Restoration of GATA4 expression impedes breast cancer progression by transcriptional repression of ReLA and inhibition of NF-κB signaling.

Abstract

There are increasing reports of aberrant expression of GATA4, correlated with oncogenesis and malignant progression in some solid tumors, but whether GATA4 functions as an oncogenic driver or a tumor suppressor in carcinogenesis remains controversial. Because the role and mechanism of GATA4 in breast cancer (BrCa) remain poorly understood, we focused on the expression of GATA4 in BrCa cell lines and tissues and its mechanism in breast oncogenesis.
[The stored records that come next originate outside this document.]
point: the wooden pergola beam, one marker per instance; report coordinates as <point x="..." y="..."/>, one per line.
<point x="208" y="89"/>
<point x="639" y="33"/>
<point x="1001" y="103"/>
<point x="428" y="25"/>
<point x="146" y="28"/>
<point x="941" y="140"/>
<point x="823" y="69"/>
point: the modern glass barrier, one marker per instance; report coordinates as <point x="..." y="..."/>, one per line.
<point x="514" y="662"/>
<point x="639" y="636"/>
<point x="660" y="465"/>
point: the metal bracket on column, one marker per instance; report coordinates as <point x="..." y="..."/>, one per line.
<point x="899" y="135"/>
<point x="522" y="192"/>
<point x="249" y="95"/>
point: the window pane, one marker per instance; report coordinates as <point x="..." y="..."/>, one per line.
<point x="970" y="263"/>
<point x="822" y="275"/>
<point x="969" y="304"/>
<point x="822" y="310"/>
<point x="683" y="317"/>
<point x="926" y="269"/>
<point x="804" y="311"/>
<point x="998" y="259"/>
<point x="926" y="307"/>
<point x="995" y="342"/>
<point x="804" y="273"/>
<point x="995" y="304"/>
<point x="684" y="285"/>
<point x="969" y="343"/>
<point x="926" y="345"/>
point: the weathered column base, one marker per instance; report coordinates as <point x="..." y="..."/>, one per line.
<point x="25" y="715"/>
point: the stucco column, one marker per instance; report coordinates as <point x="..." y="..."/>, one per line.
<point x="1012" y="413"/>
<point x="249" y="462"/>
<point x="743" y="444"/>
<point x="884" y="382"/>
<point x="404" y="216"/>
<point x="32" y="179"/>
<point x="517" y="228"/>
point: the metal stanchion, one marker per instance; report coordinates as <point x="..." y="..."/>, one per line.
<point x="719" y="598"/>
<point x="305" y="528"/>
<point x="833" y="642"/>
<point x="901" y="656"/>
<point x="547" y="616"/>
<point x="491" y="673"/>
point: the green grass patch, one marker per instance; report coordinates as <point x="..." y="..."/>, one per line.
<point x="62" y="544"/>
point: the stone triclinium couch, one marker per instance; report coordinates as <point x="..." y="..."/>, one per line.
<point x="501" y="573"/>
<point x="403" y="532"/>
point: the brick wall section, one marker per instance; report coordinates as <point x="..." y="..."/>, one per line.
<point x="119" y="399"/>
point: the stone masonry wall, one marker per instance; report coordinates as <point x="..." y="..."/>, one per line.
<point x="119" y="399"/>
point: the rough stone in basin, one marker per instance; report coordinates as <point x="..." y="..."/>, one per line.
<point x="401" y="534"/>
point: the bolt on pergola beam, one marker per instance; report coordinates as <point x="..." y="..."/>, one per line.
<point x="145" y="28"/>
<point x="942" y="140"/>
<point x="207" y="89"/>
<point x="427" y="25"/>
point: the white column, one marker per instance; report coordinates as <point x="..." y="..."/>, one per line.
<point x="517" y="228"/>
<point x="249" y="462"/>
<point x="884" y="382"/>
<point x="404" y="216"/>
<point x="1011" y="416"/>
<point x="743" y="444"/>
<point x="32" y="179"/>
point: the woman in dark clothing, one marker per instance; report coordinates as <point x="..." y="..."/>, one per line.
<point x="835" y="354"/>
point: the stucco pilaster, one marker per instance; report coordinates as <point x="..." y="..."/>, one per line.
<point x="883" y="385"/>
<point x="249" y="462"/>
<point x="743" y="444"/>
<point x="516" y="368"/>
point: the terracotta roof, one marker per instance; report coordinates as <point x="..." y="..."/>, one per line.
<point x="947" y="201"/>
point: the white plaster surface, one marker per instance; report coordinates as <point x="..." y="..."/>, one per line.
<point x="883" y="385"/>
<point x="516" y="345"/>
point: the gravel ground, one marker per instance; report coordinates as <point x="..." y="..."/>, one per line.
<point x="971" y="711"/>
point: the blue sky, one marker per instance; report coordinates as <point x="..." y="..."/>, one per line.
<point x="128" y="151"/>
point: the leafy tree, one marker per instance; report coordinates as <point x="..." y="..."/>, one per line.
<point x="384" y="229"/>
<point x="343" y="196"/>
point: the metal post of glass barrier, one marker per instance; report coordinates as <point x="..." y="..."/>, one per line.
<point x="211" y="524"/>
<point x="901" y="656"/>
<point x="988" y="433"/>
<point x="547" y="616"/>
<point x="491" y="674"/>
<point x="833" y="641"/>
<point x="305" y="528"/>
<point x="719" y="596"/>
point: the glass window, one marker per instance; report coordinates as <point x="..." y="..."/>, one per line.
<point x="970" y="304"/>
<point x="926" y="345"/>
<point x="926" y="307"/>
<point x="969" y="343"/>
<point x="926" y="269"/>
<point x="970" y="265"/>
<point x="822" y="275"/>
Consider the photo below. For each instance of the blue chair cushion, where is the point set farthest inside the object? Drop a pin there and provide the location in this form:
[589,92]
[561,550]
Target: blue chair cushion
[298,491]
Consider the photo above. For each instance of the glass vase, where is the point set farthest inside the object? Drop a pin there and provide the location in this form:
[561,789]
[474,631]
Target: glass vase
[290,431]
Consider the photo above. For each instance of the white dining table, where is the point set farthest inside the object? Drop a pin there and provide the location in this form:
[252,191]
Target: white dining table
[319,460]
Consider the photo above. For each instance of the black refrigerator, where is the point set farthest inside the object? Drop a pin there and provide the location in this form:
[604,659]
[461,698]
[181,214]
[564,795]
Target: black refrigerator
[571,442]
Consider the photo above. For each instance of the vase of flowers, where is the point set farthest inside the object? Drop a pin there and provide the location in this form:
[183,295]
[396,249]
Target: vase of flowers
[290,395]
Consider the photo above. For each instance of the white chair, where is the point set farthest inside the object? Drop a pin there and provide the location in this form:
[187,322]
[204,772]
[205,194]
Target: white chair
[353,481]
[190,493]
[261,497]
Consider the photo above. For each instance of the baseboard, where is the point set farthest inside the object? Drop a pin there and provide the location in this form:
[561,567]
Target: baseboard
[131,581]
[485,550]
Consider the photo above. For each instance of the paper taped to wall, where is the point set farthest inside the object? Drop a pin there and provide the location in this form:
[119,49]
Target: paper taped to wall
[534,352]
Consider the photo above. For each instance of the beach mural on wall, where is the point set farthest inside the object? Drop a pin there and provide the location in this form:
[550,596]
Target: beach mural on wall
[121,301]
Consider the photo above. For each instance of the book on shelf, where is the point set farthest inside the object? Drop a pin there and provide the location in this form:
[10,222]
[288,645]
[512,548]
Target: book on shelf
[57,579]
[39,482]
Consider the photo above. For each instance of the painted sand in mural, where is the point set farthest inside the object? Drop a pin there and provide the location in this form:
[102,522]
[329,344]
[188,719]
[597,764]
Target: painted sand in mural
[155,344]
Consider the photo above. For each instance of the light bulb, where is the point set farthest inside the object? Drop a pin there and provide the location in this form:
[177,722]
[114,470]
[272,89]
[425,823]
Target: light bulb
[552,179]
Semiquantitative real-timepolymerase chain reaction (RT-PCR), quantitative RT-PCR, Western blot analysis, and immunohistochemistry were used to detect expression of GATA4 in BrCa cell lines and adjacent breast tissues. Methylation statuses of the GATA4 promoter were studied using methylation-specific PCR in BrCa cell lines.The effects of GATA4 on proliferation, invasion, and cell cycle were also analyzed. Compared with adjacent breast tissue, GATA4 expression in BrCa tissue and cell lines was obviously lower and low expression levels of GATA4 predicted poor outcome. Methylation of GATA4 occurred in almost all of BrCa cell lines . GATA4 overexpression decreased viability, invasion, migration, and epithelial-to-mesenchymal transition of MB-231 and BT549 cells, and markedly induced cell cycle arrest and apoptosis. Exogenous expression GATA4 accompanied a significant alteration of MMP2, MMP3, E-cadherin, and N-cadherin expression and induction of the caspase-8 pathway. Moreover, GATA4 could directly repress RelA (p65) transcription, reduce the nuclear phosphorylation-p65 and upregulate inhibitor kappa B expression. Altogether, GATA4 plays a tumor-suppressive role via repression of NF-κB signaling in BrCa cells. Our findings suggest that GATA4 is a potential prognostic biomarker and gene therapeutic target for human BrCa.